As oil spikes, energy stocks again lead US markets
The S&P 500’s energy stocks (Energy Select Sector SPDR Fund) are some of the few bright spots in the blue-chip index Thursday, after continued US and Israeli bombing, and renewed Iranian attacks on energy infrastructure throughout the Middle East diminished hopes that the Islamic Republic’s military action to disrupt the flow of oil and gas out of the Gulf would quickly peter out.
“There are no signs that either the US and Israeli attacks or the Iranian retaliatory missile and drone strikes are slowing down,” Arne Lohmann Rasmussen, chief analyst at Global Risk Management, told reporters for Platt’s Commodity News early Thursday.

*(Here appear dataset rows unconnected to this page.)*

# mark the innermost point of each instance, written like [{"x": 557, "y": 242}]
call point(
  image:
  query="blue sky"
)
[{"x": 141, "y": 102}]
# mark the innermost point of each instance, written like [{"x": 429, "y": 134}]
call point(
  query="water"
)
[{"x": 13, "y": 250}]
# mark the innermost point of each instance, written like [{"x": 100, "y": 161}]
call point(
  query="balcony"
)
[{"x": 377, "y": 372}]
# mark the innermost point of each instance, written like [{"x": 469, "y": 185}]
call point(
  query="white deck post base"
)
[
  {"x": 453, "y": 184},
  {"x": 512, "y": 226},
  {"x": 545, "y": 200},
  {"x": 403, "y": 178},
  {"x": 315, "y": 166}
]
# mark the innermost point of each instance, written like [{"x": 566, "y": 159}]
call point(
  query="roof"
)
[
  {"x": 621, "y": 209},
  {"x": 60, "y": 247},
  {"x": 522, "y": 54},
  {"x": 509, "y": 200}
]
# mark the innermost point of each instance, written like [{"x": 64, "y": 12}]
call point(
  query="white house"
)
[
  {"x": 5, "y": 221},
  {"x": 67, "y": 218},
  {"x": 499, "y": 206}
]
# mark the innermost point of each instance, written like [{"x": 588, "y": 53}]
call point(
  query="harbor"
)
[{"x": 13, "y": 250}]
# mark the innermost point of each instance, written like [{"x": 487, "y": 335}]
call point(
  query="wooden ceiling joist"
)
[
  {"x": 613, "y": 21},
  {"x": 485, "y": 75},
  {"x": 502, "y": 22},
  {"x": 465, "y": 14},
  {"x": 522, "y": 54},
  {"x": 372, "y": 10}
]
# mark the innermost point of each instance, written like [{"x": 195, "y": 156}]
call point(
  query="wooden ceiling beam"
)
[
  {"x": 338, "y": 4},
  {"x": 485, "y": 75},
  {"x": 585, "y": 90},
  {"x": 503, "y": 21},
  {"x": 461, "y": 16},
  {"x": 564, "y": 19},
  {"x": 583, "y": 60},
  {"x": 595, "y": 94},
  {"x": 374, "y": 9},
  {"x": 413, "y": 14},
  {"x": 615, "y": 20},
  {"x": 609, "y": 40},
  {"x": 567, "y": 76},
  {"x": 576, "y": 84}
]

US gas drillers such as APA Corporation, Devon Energy, and Coterra Energy are seeing sizable gains as Qatar Energy’s ongoing shutdown of liquefied natural gas production has sent global gas prices soaring. Qatar Energy fully shut down gas liquefaction on Wednesday. It is unclear when it will resume liquefaction, but once it does, it will take a month for Qatar’s LNG production to hit peak capacity again.
US crude oil prices are also on the rise, with NYMEX continuous futures on West Texas Intermediate — the US oil benchmark — up to over $78 shortly after 10 a.m. ET. That’s the highest since the start of the war and the highest price for US crude since early 2025.
Indeed, oil market participants are currently putting almost as big a premium for a barrel of Brent crude delivered as soon as possible relative to future delivery as they did during the energy shock that followed Russia’s 2022 invasion of Ukraine.
The surge in energy prices in recent months — amid US interventions first in Venezuela and now Iran — has turned energy stocks into the biggest winner of the year among the S&P 500’s 11 so-called industry “sectors.”
The rise in crude bodes poorly for US gasoline prices, but it’s a boon to US refiners and marketers: Valero and Phillips 66 are posting solid gains on the day.
Airlines, sensitive to short-term swings in fuel prices, also fell. Budget airlines including Allegiant and Frontier were down more than 6%. Delta Air Lines, United Airlines, and American Airlines were all down more than 5%.
And since gasoline prices will mechanically work as a tax on consumption, it’s unsurprising to see that Thursday’s biggest losers early were consumer staples stocks, with that sector (Consumer Staples Select Sector SPDR Fund) down more than 2%.
Walmart and Dollar General — whose less affluent customers can be especially sensitive to higher gasoline prices — was leading the charge lower there.